Autre exemple, le PageRank : plus des liens sont faits vers un contenu, plus ce dernier remonte dans Google. Ce qui induit un effet « boule de neige » : « un contenu remonte, c'est lui que l'on cite, donc il remonte encore plus haut et devient autorité sur tel ou tel sujet ! »

Le code est un langage : il est donc capable de modifier ou travestir la réalité

Ce dernier exemple montre d'ailleurs que ce ne sont pas seulement ceux qui définissent les critères de référencement qui façonnent le web, mais l'interaction d' « une multitude d'acteurs [concepteurs, utilisateurs et éditeurs], qui n'en sont pas forcément conscients au moment où ils agissent, [qui] contribuent à faire de la liste de résultats ce qu’elle est effectivement ».

Car les règles de ceux qui paramètrent l'algorithme influencent par exemple la manière dont les autres prennent la parole sur le web pour optimiser leur exposition.

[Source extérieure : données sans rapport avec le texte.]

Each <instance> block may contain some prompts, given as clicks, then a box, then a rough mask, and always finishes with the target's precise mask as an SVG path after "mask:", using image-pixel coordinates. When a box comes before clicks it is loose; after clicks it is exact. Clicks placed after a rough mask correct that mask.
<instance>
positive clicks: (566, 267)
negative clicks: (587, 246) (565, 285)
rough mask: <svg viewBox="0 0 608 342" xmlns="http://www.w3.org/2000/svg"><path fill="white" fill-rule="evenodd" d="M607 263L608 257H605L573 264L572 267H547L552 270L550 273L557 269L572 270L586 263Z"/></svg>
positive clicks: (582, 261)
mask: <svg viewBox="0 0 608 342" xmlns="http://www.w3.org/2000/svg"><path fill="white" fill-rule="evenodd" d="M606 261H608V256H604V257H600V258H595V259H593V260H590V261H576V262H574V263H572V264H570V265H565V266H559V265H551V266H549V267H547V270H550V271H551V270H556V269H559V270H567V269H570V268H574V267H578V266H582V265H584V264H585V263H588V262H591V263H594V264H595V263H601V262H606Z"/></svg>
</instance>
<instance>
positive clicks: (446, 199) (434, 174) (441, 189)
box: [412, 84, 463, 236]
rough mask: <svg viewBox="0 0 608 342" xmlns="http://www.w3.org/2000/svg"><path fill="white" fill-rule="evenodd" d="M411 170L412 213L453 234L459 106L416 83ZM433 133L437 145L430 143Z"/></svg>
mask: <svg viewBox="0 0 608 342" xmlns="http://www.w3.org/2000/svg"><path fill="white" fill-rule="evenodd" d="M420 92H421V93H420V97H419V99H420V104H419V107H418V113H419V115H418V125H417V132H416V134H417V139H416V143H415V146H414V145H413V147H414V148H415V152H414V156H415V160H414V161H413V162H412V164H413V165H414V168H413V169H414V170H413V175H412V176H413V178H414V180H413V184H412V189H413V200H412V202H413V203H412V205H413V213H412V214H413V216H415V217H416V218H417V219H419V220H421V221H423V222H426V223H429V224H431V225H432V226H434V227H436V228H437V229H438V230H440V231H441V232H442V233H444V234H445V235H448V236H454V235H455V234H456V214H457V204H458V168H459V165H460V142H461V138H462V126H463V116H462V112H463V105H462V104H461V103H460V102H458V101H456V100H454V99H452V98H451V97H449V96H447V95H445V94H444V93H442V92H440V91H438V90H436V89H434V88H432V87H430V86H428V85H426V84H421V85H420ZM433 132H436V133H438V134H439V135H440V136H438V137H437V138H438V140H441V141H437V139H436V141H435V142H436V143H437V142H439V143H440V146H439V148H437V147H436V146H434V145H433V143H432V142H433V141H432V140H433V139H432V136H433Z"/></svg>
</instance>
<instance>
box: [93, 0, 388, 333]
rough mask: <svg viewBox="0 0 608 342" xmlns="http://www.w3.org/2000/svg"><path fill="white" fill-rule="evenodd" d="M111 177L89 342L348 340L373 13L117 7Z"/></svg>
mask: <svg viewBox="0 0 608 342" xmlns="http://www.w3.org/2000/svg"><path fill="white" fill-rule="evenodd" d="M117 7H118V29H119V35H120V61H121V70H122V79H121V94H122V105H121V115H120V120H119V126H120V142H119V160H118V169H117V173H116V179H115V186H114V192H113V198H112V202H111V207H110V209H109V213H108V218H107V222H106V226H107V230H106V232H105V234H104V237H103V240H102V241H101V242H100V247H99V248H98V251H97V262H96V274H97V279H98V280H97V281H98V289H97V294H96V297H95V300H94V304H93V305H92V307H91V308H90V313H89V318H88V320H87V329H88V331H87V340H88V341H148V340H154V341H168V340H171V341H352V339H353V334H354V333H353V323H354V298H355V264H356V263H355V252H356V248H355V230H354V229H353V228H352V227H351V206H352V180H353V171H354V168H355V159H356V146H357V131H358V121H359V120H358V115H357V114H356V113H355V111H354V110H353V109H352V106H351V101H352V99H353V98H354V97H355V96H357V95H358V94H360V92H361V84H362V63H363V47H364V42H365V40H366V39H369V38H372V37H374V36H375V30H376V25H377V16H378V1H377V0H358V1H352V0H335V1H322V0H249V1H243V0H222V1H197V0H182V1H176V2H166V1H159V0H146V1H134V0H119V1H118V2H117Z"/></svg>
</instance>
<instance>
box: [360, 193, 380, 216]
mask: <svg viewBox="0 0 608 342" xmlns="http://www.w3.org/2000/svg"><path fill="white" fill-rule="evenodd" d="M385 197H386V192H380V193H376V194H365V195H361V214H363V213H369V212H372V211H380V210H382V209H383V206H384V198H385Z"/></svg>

Influence sur les sujets choisis (on voit ce qui marche), sur les mots utilisés (les fameux mots-clés), sur les liens hypertextes que l'on va choisir (le chercheur a observé six sites de presse français parmi les plus connus, qui ont effectivement tous tendance, du fait de ces règles de référencement, à pointer vers leurs propres pages).

Portrait Guillaume Sire
© Droits réservés

 

 

« Il n'y a pas de machine sans que des actions soient coordonnées, interprétées, traduites, ni sans négociations, sans choix empiriques »,

explique Guillaume Sire, enseignant-chercheur à Université Toulouse 1 Capitole et membre de l'Institut du droit de l'espace, des territoires, de la culture et de la communication (Idetcom) et co-responsable de l’URFIST Occitanie (Unité Régionale de Formation à l'Information Scientifique Technique).

 

 

 

 

« Mais tout est intéressant, dès lors que l'on ne perd pas de vue que, lorsqu'on choisit un outil, à l'instar d'un navigateur ou d'un code plutôt qu'un autre, on s'inscrit dans un éco-système qui n'a pas les mêmes valeurs qu'un autre, en intermédiation avec un environnement surtout social et culturel ». Or, la société a tendance à vouloir d'abord apprendre à se servir d'un outil et non à comprendre « ce qui l'entoure ».

Dans la même lignée, écrit-il encore dans un article consacré au langage de programmation, il faut « donner toute son ampleur » à la recherche en sciences de l'information et de la communication, pour « aider » les législateurs et les régulateurs « à prendre les mesures adaptées à l'écosystème digital ». Mais cette analyse, prévient-il, doit se faire « en prenant à la lettre le mot langage », donc en le considérant comme un texte « qui dit quelque chose et sert de base à des énoncés performatifs, c’est-à-dire à la fois à des énoncés capables de produire du réel et à des énoncés capables de changer, modifier, diminuer, amplifier ou travestir la réalité ».